The challenge posed to the world by the COronaVIrus Disease 2019 (COVID-19) pandemic has forced researchers to look into early diagnostics of viral diseases. Development of the methods for early non-invasive screening allows for more efficient and selective use of accurate laboratory methods, and timely isolation of sick patients. Such approaches can significantly reduce the burden on laboratories during epidemics and pandemics, and increase effectiveness of anti-epidemic measures.

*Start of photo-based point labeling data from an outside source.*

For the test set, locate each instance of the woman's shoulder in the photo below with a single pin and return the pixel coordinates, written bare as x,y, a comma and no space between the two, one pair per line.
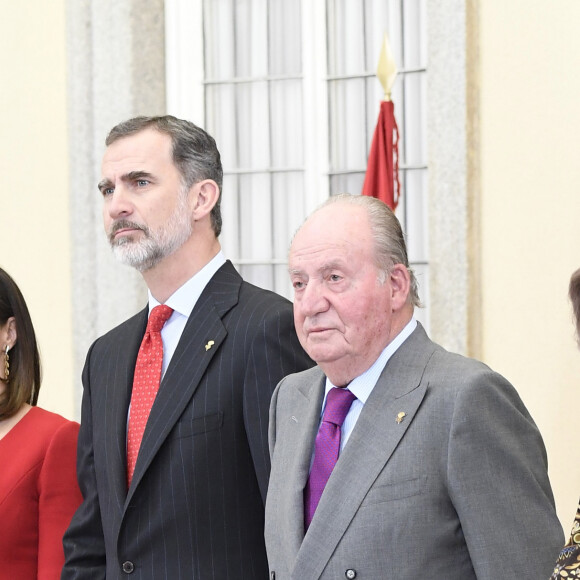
49,422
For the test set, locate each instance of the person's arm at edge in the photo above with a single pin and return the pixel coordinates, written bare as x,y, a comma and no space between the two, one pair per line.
84,545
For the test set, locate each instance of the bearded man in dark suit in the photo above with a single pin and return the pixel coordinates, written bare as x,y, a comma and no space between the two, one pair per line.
438,471
192,505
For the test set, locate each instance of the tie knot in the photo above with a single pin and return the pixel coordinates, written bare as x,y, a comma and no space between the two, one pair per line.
338,402
158,318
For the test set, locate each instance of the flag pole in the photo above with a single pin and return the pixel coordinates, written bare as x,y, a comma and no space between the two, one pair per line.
382,175
386,68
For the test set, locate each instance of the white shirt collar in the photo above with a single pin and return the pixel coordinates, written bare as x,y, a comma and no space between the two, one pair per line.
184,298
363,385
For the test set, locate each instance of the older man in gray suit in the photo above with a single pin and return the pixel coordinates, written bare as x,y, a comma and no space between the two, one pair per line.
442,471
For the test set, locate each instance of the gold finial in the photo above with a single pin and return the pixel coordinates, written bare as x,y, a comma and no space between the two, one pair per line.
387,68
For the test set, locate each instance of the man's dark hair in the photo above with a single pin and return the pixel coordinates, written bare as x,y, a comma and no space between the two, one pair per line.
195,152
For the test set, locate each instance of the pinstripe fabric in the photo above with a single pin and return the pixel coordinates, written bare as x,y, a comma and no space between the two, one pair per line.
195,507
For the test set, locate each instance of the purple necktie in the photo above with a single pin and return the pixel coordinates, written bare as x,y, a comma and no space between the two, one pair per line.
326,448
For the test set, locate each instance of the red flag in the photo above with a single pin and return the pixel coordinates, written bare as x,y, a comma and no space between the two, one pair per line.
382,177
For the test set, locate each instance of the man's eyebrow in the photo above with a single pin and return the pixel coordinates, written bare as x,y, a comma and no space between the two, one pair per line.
103,184
326,267
131,176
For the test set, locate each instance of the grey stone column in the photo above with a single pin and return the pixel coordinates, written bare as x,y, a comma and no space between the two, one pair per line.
116,70
453,145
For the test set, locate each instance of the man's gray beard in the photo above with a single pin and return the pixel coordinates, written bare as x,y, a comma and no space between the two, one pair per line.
146,253
142,255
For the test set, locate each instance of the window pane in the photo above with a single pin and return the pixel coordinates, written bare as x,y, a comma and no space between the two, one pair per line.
347,124
219,48
286,122
285,37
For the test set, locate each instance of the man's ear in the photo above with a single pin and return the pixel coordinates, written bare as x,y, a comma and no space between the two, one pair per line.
204,195
400,285
9,335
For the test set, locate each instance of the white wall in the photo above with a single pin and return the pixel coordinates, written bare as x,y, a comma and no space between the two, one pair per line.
530,205
34,208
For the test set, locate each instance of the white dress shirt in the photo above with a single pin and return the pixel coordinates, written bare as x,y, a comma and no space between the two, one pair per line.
363,385
183,301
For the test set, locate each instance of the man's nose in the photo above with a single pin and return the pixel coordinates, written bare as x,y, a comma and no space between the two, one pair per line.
314,299
118,203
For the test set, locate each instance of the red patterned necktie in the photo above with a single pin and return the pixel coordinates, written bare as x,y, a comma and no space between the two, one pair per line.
145,383
326,448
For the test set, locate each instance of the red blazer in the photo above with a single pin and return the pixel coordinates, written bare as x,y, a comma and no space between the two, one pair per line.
38,495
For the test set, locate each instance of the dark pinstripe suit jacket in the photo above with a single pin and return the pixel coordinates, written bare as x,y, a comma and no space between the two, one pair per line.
195,508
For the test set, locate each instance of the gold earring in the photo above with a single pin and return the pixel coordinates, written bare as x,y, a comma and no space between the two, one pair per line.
6,365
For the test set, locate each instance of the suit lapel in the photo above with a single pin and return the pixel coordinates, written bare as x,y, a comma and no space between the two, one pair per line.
376,435
188,364
304,418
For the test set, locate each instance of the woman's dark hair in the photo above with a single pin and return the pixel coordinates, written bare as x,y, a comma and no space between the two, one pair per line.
24,382
574,293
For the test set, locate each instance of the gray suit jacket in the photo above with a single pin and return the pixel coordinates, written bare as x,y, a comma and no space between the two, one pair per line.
195,505
457,490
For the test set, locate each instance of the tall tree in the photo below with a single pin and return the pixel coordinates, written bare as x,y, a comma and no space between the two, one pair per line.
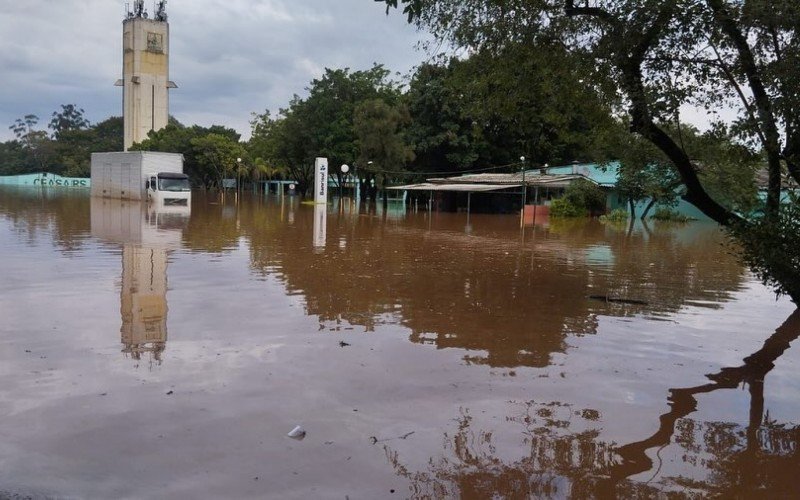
69,118
321,125
661,55
381,141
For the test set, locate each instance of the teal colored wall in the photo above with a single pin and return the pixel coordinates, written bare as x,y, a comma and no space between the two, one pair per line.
606,175
45,180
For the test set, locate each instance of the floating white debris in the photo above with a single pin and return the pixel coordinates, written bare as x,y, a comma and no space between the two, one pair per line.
297,433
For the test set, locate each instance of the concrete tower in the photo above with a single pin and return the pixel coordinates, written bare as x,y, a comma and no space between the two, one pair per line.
145,72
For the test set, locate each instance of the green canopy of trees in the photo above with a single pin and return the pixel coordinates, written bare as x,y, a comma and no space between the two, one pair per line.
651,58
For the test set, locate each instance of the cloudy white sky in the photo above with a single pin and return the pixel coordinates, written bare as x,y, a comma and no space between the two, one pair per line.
229,57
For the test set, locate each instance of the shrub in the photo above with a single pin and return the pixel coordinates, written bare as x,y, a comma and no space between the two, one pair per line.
562,207
771,248
616,215
666,214
580,198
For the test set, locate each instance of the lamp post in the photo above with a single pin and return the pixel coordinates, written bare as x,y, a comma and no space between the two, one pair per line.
344,169
238,173
524,187
524,193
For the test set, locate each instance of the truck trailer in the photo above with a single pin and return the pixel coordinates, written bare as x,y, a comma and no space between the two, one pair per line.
141,175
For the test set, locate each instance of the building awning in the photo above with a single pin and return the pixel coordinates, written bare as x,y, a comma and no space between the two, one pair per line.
430,186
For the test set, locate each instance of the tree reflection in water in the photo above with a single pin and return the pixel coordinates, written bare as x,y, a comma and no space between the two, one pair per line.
566,458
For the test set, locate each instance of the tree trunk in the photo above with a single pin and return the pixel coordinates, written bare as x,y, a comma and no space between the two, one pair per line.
647,209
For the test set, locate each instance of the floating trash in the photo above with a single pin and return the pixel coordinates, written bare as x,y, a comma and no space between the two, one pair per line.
297,433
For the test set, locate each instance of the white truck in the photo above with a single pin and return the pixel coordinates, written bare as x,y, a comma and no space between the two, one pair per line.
141,175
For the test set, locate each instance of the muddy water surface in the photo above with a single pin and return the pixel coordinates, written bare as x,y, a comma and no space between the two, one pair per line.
167,355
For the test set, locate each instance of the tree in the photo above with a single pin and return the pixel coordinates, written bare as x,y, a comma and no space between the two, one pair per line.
69,118
216,156
379,128
177,138
35,142
661,55
320,125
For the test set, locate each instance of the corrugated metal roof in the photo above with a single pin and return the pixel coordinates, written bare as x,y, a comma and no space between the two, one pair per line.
554,180
441,186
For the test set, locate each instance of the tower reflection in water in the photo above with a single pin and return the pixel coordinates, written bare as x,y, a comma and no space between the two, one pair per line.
147,236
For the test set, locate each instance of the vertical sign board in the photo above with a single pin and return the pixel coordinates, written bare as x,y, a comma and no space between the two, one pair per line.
321,180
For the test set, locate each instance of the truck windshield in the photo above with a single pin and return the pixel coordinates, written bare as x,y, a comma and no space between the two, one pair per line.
168,184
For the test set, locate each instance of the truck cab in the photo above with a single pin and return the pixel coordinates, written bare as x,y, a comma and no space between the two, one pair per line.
166,189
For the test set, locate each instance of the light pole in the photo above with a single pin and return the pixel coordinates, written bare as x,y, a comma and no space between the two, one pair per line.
524,193
524,187
238,173
344,169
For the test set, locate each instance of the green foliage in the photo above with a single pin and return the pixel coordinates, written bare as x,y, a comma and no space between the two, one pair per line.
616,215
209,153
321,125
562,207
70,118
379,128
660,56
217,157
581,198
492,107
666,214
771,248
67,153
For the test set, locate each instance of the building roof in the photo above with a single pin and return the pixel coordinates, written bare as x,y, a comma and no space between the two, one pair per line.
454,186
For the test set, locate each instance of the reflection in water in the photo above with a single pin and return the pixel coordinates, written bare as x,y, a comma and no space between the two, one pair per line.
146,236
566,459
490,296
509,301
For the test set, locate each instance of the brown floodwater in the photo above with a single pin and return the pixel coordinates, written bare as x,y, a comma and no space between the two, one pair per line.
167,355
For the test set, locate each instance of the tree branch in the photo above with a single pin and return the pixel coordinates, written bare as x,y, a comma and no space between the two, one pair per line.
762,101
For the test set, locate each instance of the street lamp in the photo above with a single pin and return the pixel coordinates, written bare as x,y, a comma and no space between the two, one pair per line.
238,173
524,187
344,169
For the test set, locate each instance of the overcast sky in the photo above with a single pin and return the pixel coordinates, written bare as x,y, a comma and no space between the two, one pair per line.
228,57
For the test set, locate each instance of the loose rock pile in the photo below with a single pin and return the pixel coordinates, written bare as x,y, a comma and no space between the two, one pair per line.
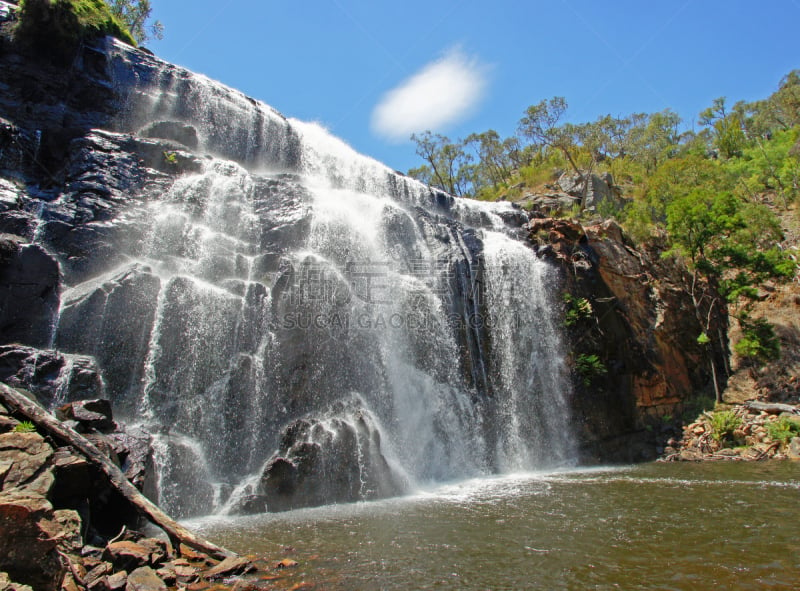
748,439
50,541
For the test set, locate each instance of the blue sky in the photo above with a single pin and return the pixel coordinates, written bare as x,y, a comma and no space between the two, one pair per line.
464,66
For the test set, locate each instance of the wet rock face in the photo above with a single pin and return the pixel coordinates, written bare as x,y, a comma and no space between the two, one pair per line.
315,465
51,375
643,329
29,285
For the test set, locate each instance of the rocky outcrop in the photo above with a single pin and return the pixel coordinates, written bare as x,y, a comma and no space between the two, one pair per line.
635,353
314,465
752,431
586,192
29,283
50,541
591,189
52,376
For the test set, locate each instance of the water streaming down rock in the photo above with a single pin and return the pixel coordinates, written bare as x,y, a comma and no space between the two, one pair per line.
301,325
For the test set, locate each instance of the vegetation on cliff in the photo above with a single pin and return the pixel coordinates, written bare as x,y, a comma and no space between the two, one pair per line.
59,26
712,197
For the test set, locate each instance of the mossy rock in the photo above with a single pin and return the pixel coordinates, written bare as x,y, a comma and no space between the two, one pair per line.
57,27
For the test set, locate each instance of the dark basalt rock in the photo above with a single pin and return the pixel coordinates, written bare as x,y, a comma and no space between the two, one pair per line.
90,414
29,282
51,375
172,130
315,465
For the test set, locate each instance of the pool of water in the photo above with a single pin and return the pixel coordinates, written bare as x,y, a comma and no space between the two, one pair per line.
654,526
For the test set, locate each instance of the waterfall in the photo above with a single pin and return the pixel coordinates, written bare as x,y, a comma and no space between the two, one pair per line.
294,301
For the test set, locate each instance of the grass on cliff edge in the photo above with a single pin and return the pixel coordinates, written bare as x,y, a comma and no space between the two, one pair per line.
62,24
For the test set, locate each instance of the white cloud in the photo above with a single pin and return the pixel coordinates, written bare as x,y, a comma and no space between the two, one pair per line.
441,93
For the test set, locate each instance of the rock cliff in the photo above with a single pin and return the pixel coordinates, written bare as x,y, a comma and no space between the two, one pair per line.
85,176
640,326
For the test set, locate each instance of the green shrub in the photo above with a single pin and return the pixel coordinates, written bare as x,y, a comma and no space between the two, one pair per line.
783,429
590,367
723,424
759,343
25,427
577,309
57,27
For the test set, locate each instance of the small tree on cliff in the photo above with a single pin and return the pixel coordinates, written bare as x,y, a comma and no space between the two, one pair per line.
135,14
729,243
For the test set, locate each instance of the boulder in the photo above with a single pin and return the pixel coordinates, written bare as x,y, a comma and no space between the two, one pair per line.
29,541
330,460
793,449
27,458
51,375
6,584
127,555
89,414
144,578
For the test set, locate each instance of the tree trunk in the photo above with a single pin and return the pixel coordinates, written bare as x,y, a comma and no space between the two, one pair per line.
177,534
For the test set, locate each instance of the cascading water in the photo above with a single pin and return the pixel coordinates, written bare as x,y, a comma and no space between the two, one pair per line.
295,296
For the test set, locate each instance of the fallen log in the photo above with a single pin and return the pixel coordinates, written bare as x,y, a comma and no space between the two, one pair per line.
176,533
773,408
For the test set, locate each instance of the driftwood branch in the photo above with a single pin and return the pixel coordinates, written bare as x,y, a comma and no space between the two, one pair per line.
773,408
45,421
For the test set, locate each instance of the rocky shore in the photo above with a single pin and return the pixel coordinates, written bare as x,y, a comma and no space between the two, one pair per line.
752,431
64,526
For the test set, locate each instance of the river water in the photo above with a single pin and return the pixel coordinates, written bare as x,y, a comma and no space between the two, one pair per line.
654,526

A promising direction is to monitor autonomic control of blood circulation. Several well-known works revealed that severe acute respiratory syndrome-related coronavirus 2 (SARS-CoV-2) influences the dynamics of the circulatory system by secreting the angiotensin-converting enzyme 2 (ACE2) [1-3]. The cellular entry point for SARS-CoV-2 is ACE2, which is a component of the renin-angiotensin system (RAS) and is involved in regulation of the cardiovascular system (CVS) [1].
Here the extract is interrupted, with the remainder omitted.